Matateu

Personal information
- Full name: Sebastião Lucas da Fonseca
- Date of birth: 26 July 1927
- Place of birth: Lourenço Marques, Mozambique
- Date of death: 27 January 2000 (aged 72)
- Place of death: British Columbia, Canada
- Position: Striker

Senior career*
- Years: Team / Apps / (Gls)
- 1951–1964: Belenenses / 270 / (210)
- 1964–1967: Atlético / 21 / (9)
- 1967–1968: Gouveia
- 1968–1969: Amora
- 1969–1970: Chaves
- 1970–1971: First Portuguese
- 1972–1974: Sagres Victoria

International career
- 1952–1960: Portugal / 27 / (13)

= Matateu =

Portuguese footballer (1927–2000)

Sebastião Lucas da Fonseca (26 July 1927 – 27 January 2000), known as Matateu (/pt/), was a Portuguese footballer who played as a striker.

His professional career, which spanned more than 20 years, was closely associated to Belenenses. He won the Bola de Prata twice during his spell with the club, and scored 219 goals in 291 Primeira Liga games, being dubbed the World's Eighth Wonder.

Matateu's was Belenenses most-capped ever player for the Portugal national team.

==Club career==
Born in Lourenço Marques, Portuguese Mozambique, Matateu started his career with local teams João Albasini, 1º de Maio and Manjacaze. He signed for C.F. Os Belenenses from Portugal in 1951, scoring Primeira Liga 17 goals in 26 games in his first season as the Lisbon side finished fourth and adding 29 in the same number of matches in the following campaign for a third place.

From 1953 to 1960, Matateu continued scoring in double digits (a minimum of 14 goals), netting a career-best 32 in 1954–55 for his team's final runner-up position (and his second Silver Ball award). In 1960, he helped his main club to win the Taça de Portugal against Sporting CP (2–1), his only career trophy; he left in summer 1964 at the age of 37, after only totalling four appearances in his last two seasons due to a serious leg injury from which he never fully recovered.

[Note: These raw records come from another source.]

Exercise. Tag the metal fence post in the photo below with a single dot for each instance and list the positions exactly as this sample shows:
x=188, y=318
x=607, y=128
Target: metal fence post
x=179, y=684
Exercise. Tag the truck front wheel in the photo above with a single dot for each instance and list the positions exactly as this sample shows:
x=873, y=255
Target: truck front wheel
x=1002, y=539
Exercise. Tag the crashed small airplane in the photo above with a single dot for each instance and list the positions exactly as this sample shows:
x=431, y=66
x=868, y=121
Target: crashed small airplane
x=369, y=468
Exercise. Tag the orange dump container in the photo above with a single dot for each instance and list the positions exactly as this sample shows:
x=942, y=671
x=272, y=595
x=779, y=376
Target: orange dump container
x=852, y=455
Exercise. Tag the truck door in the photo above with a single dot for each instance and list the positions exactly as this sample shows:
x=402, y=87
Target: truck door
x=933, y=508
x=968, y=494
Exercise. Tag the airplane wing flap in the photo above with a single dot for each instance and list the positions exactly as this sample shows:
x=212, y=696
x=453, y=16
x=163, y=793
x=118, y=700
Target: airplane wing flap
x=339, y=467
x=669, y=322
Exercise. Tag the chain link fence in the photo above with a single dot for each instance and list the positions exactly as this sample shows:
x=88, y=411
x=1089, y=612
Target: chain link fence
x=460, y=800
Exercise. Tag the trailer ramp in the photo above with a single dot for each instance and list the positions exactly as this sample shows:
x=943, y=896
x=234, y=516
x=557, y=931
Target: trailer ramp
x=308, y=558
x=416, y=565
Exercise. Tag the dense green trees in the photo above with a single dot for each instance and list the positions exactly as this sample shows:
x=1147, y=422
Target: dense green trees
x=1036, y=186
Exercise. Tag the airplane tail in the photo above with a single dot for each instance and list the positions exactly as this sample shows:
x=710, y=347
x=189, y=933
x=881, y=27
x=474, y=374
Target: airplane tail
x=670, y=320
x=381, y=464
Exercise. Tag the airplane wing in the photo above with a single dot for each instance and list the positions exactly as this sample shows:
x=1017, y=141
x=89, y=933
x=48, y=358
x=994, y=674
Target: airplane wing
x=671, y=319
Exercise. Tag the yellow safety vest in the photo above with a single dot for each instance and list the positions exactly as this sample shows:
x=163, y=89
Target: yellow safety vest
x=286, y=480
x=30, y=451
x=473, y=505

Matateu then joined neighbouring Atlético Clube de Portugal of the Segunda Liga, helping to promotion in his second year. In the 1966–67 season – his final in the Portuguese top flight – the 39-year-old contributed nine goals in 21 games, but the team suffered relegation after ranking second-bottom. In the next three years, he played with second-tier CD Gouveia and in amateur football with Amora F.C. and G.D. Chaves.

Matateu retired from professional football well past his 40s, after spending several years in Canada, where he represented National Soccer League side Toronto First Portuguese. In 1971 he headed westward to Victoria, British Columbia, and represented Latino in the Vancouver Island Soccer League. He also played a pivotal role in the creation of Sagres Victoria.

==International career==
Matateu earned 27 caps for Portugal and scored 13 goals. After making his debut on 23 November 1952 in a friendly with Austria in Porto, his last appearance was against Yugoslavia on 22 May 1960 for the 1960 European Nations' Cup (5–1 away loss, he netted in the first leg, a 2–1 win), aged 32.

Matateu never played internationally with his compatriot Eusébio although he had been called for the final 1962 FIFA World Cup qualifiers where the latter would make his debut, being left out of the squads for the matches against Luxembourg and England.

==Personal life and death==
Matateu's younger brother, Vicente, was also a footballer. A defender, he played 13 years with Belenenses (sharing teams with his sibling during ten), and also appeared for the Portugal national team. His daughter Argentina, born in 1954 from a relationship with a Portuguese woman, was named like that as he received the news at half-time of a friendly against Argentina.

Matateu died on 27 January 2000 at 72, in the Victoria General Hospital in British Columbia, after a long battle with illness.